Three men climbed out of the water at Lizard Point that night. They were all who survived from the five hundred who had sailed in HMS Devonshire. The 80-gun third-rate had been one of five ships of the line escorting a British supply convoy from Plymouth to Portugal when two French squadrons fell on her off the south Cornish coast on the afternoon of 21 October 1707. Devonshire fought seven French ships at once for several hours, refused every chance to strike her colours, and finally caught fire and blew up. The flash and the report carried inland over the Lizard. The remaining merchantmen scattered. By dawn the French were sailing for Brest with their captures and the British Channel fleet was conducting an inquest into how it had lost an entire war's worth of supplies in a single afternoon.
Commodore Richard Edwards sailed from Plymouth on 20 October 1707 with five ships of the line and a merchant convoy of somewhere between eighty and a hundred and thirty sail. The exact number was never recorded; the contemporary lists disagree by more than fifty ships. The destination was Portugal, and beyond Portugal the British armies fighting Louis XIV's grandson in the War of the Spanish Succession. The cargo was the usual mixed list of war supplies, troop reinforcements, cordage, salt provisions, and trade goods bound for the Iberian markets. The escort was Edwards's flag in the Cumberland, an 80-gun third-rate, supported by Devonshire of the same rate, Royal Oak, Chester, and Ruby. The arithmetic was generous on paper. It was less so the next morning.
The French had been watching for a convoy of this size for weeks. Two squadrons of six ships each were waiting at sea: one under Claude de Forbin, the formal senior officer, the other under Rene Duguay-Trouin, of the corsair city of Saint-Malo, the more aggressive of the two. They were among the most successful French naval commanders of the era — Forbin a chevalier of long Mediterranean experience, Duguay-Trouin a Saint-Malo privateer who had spent twenty years burning English shipping and would four years later sack Rio de Janeiro itself. On the morning of 21 October Forbin's squadron spotted Edwards's convoy off Lizard Point. The combined French force was twelve ships of the line against five British. Duguay-Trouin, characteristically, led the attack.
The fight was not a fair one. Royal Oak slipped clear early and ran for Kinsale on the south coast of Ireland with a handful of merchantmen at her heels. Cumberland — Edwards's own flag — was taken. So was Chester. So was Ruby. The 80-gun Devonshire, captained by William Kerr, was left to fight on alone. Surrounded by seven French ships, she refused to strike. She fired for hours through the smoke. At some point — the precise sequence is contested in the contemporary accounts — a fire reached her magazine. She blew up. Three of her crew of approximately five hundred were pulled from the water. The French claimed sixty merchantmen captured out of eighty. The British accounts claimed almost none were taken. The probable truth, recorded by the French maritime historian Jean Polak, is fifteen merchantmen captured outright, with many more scattered and the convoy as a coherent force destroyed. Either way, Edwards's command was gone and so were Devonshire's people.
The numbers, even at their most conservative, mark this as one of the heaviest blows the Royal Navy took in the war. Four ships of the line lost or captured in a single afternoon was a casualty rate the eighteenth-century British system was not designed to absorb. The supplies for the Iberian campaign had to be reassembled from scratch. The Channel patrolling pattern that had let two French squadrons of six ships each lie in wait undetected was overhauled in the months that followed. And the dispute over which French commander had won the bigger share of the victory — Forbin or Duguay-Trouin — ran for years in print, with each man publishing his own version. They quarrelled about it until both were old. Their argument was, in its way, the most enduring monument to the men who burned in Devonshire.

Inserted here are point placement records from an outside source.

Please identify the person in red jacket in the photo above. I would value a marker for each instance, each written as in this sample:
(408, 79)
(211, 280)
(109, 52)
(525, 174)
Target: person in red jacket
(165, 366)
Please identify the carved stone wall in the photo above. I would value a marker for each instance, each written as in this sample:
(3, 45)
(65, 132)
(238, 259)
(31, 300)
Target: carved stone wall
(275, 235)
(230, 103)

Lizard Point itself is a serrated headland of serpentine rock — the southernmost point of mainland Britain, the first piece of England a westbound ship reaches and the last piece of England an eastbound ship leaves behind. The lighthouse on the cliff has been guiding ships round the headland since 1751, although in 1707 there was only a system of beacons that the corsair captains, sailing with English Catholic pilots on board, knew at least as well as the Cornish themselves did. The wreck of HMS Devonshire has never been positively located. Somewhere out beyond the shipping lanes — twelve miles south-south-west of the Point, by the most careful contemporary reckoning — the remains of a 1692 ship of the line and the bones of approximately 497 men still lie under several hundred feet of cold water.

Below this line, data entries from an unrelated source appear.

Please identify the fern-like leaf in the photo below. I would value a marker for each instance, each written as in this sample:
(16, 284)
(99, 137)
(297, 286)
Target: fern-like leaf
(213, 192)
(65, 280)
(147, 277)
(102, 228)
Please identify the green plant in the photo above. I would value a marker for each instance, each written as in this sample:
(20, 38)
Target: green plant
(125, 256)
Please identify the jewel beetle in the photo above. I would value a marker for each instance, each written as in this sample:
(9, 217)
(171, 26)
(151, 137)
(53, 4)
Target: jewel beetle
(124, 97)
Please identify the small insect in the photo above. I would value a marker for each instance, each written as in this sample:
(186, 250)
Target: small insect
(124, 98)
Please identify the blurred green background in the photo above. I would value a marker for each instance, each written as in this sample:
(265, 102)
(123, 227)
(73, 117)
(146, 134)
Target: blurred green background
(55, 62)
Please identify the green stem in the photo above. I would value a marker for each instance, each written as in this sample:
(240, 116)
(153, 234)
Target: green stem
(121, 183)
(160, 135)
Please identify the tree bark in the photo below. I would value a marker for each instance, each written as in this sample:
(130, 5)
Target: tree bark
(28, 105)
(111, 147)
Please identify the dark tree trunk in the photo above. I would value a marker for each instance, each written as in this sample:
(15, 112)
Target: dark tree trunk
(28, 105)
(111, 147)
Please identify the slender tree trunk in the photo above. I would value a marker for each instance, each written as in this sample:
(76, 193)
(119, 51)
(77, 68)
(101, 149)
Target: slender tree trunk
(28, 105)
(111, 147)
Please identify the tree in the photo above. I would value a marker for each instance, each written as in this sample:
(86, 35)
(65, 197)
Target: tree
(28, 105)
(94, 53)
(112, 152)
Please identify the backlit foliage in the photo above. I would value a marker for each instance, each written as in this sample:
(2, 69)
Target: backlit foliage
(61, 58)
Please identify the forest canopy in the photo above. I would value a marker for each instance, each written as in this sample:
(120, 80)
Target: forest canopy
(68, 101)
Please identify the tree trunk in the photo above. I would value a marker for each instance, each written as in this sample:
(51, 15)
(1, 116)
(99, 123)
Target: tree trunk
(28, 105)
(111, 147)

The battle was fought south of Lizard Point at approximately 49.95 N, 5.21 W, in the open Atlantic 12 to 15 miles offshore. From the air, view Lizard Point itself from 1,500 to 2,500 feet for the lighthouse and the serpentine cliffs. Land's End (EGHC) lies 15 miles west; Newquay (EGHQ) is 30 miles north. The waters here are busy with Channel shipping; coastal weather is volatile, with frequent fog rolling in from the south-west.